Jubilantly queer himself, John was long a champion of GLBTQ+ humans, cultures, and causes. There was never a time in his life when he was not out of the closet, according to his closest friends. He was very generous to people in need, whether they were his friends, tenants, students, or strangers. He was also loquacious and unfiltered, to a degree that sometimes got him into serious trouble. At the same time, however, his exuberant aliveness also modeled new ways of being for anyone who encountered him.
John Leo was born in Minnesota in 1943 but moved as a young child to Seattle. He received his bachelor’s degree in English from Yale University in 1965 and completed his doctorate in 1972, also in English, at Northwestern University.

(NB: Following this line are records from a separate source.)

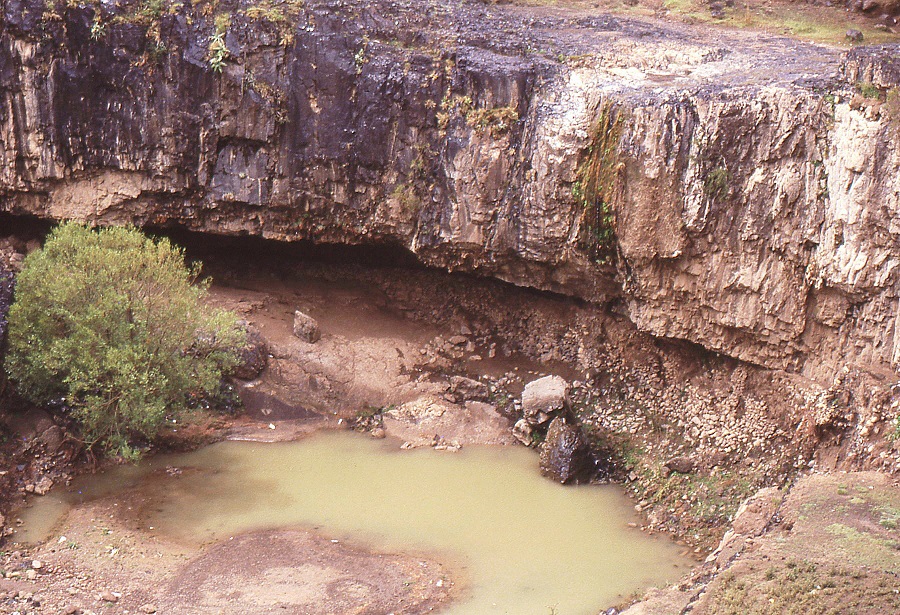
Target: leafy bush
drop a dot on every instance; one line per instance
(112, 322)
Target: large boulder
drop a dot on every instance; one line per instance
(306, 327)
(544, 399)
(467, 389)
(565, 454)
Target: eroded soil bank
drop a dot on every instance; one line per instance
(691, 433)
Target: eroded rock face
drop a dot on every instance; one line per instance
(754, 200)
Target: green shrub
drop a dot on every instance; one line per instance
(112, 322)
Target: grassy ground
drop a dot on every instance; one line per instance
(796, 19)
(837, 551)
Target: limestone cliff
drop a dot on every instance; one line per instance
(753, 199)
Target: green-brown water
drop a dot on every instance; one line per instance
(527, 545)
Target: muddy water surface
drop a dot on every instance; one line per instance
(520, 544)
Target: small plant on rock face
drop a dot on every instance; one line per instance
(111, 322)
(595, 186)
(218, 52)
(715, 185)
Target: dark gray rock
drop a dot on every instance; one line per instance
(467, 389)
(682, 465)
(565, 454)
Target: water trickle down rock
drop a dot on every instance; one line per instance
(565, 454)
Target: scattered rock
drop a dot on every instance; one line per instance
(43, 485)
(754, 515)
(109, 596)
(565, 454)
(253, 356)
(544, 398)
(522, 432)
(306, 327)
(468, 389)
(681, 465)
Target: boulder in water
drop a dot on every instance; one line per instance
(565, 453)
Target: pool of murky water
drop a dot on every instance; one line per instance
(520, 543)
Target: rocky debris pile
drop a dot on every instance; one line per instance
(306, 327)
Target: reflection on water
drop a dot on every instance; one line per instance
(527, 545)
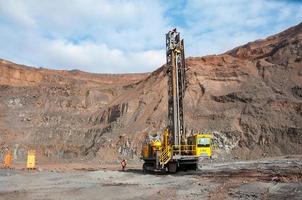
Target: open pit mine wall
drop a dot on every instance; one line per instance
(250, 98)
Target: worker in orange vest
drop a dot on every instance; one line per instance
(123, 163)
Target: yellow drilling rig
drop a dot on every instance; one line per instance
(174, 151)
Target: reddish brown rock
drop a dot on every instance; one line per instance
(250, 98)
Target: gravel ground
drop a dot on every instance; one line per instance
(276, 178)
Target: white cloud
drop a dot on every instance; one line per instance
(128, 35)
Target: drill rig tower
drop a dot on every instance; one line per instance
(175, 151)
(176, 85)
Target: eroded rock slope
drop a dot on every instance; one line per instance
(250, 98)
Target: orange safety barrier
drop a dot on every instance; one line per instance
(8, 160)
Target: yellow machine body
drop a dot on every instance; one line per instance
(202, 143)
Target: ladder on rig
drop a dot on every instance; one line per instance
(165, 156)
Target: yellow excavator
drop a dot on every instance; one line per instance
(174, 151)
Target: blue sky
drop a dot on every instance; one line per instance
(120, 36)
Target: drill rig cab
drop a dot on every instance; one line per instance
(174, 151)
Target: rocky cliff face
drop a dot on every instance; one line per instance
(249, 97)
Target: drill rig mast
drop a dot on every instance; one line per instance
(176, 85)
(175, 151)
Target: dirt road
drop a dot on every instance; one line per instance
(278, 178)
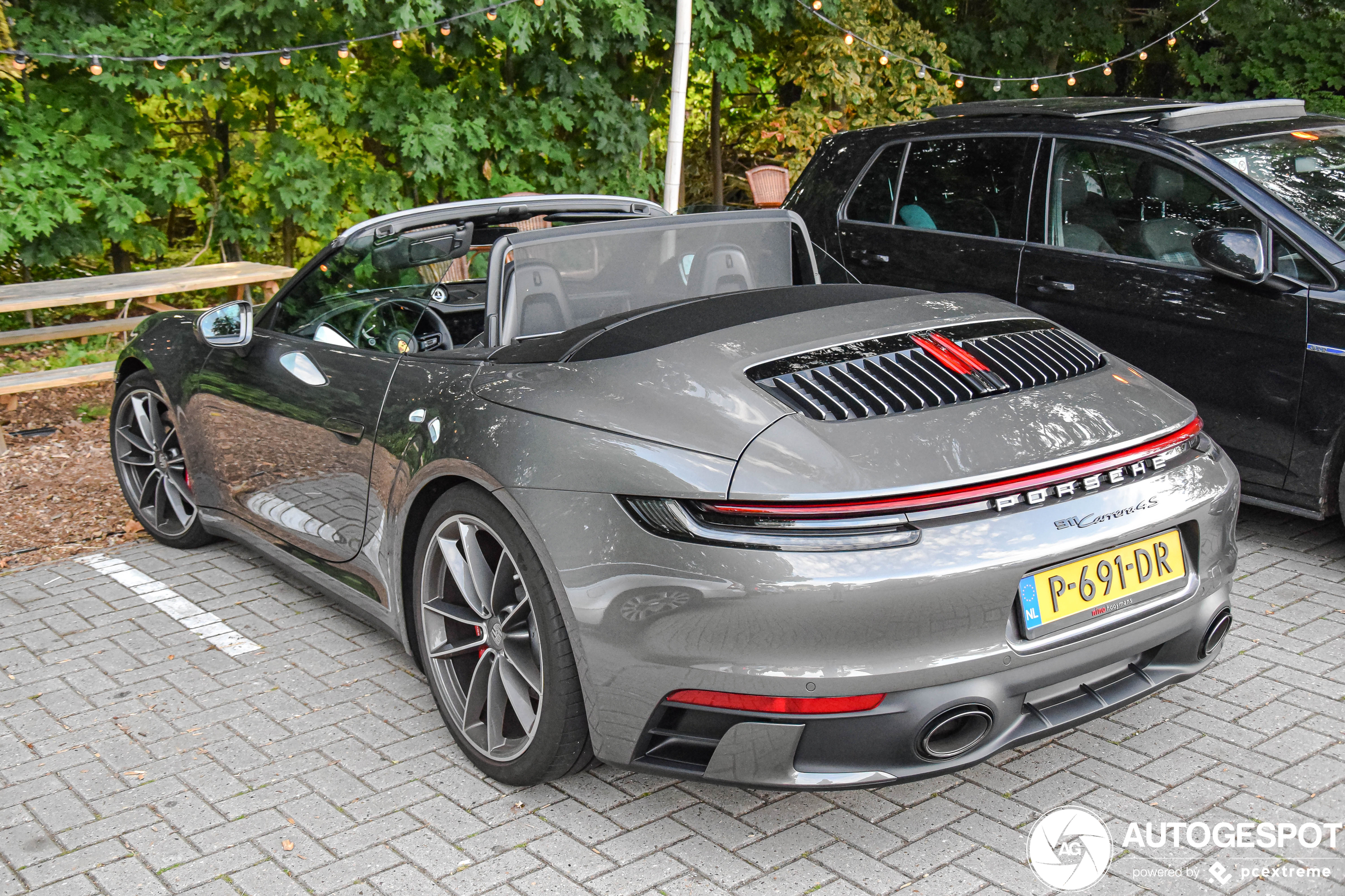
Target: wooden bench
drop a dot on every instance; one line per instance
(139, 288)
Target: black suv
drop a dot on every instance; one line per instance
(1200, 241)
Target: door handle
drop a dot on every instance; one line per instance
(1045, 284)
(347, 430)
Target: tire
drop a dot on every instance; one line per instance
(151, 467)
(494, 645)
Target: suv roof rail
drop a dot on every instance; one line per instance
(1230, 113)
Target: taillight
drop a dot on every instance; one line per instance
(781, 705)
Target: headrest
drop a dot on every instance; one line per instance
(1159, 182)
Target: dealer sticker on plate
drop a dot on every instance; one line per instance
(1102, 583)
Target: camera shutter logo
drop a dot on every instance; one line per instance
(1070, 848)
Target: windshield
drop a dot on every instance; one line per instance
(1305, 170)
(587, 273)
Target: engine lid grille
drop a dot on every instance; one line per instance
(915, 371)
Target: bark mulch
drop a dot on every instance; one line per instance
(58, 492)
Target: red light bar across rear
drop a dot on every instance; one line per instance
(782, 705)
(966, 493)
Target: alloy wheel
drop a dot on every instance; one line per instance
(481, 637)
(151, 464)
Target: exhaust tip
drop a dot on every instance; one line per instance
(1216, 632)
(955, 731)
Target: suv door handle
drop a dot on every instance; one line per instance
(347, 430)
(1047, 284)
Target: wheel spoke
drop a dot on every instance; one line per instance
(450, 650)
(175, 493)
(477, 690)
(495, 702)
(143, 421)
(462, 577)
(452, 612)
(518, 652)
(519, 695)
(505, 585)
(477, 565)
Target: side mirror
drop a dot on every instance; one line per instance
(1234, 253)
(226, 325)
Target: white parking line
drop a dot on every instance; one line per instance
(206, 625)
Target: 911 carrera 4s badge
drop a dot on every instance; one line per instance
(1089, 587)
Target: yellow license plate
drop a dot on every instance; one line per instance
(1102, 583)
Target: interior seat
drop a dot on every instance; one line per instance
(1165, 238)
(544, 306)
(1074, 206)
(723, 269)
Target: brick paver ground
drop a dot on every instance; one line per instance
(138, 759)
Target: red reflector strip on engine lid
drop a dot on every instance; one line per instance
(783, 705)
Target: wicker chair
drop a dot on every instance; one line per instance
(770, 186)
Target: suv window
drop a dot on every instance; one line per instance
(975, 186)
(1126, 202)
(877, 191)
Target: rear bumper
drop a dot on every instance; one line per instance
(932, 627)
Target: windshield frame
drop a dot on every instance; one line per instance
(502, 257)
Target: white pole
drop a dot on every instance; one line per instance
(677, 112)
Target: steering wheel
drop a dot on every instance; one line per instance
(397, 325)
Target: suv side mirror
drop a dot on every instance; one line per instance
(1234, 253)
(226, 325)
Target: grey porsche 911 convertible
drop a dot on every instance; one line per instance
(641, 488)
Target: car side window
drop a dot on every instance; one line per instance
(1126, 202)
(877, 190)
(974, 186)
(1289, 263)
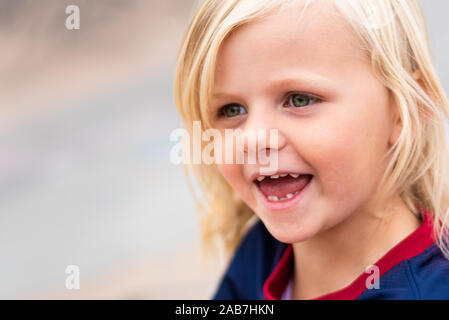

From the beginning of his career at URI in 1973 until his retirement in 2013, John taught a wide array of courses in English, film, and comparative literature. He also served as interim chair of English, director of comparative literature studies, and director of film media. In addition to teaching at URI, John taught as a Fulbright Scholar at both the Maria Curie-Sklodowska University in Poland and Constantine the Philosopher University in Slovakia, and as a Hugh Le May Fellow at Rhodes University, in South Africa.
John’s scholarly interests were as interdisciplinary and cosmopolitan and his achievements as impressive as his teaching record. In addition to publishing over 12 journal essays and book chapters, he edited the Guide to American Poetry Explication, vol. 2, Modern and Contemporary, (G.K. Hall, 1989),coedited two scholarly collections: Projecting Words, Writing Images: Intersections of the Textual and the Visual in American Cultural Practices (Cambridge Scholars Press, 2011) and Working Sites: Texts, Territories, and Cultural Capital in American Cultures (VU University Press, 2004) and edited a special issue of American Transcendentalist Quarterly, “Nineteenth-Century Constructions of the Masculine.”
At the end of his life, John was made comfortable by the staff of Steere House and Hope Hospice, in Providence. He was grateful to them for their excellent care. (The nurses at Steere House report that even in his final days, he would appreciate them in sudden bursts of energy by saying, “Kissypoos!”) He passed away peacefully in the company of his beloved friends Gary White, Liz Cheng, and Jerry Cadolla.
In keeping with John’s wishes, a memorial party, in lieu of a memorial service, will be announced in the near future.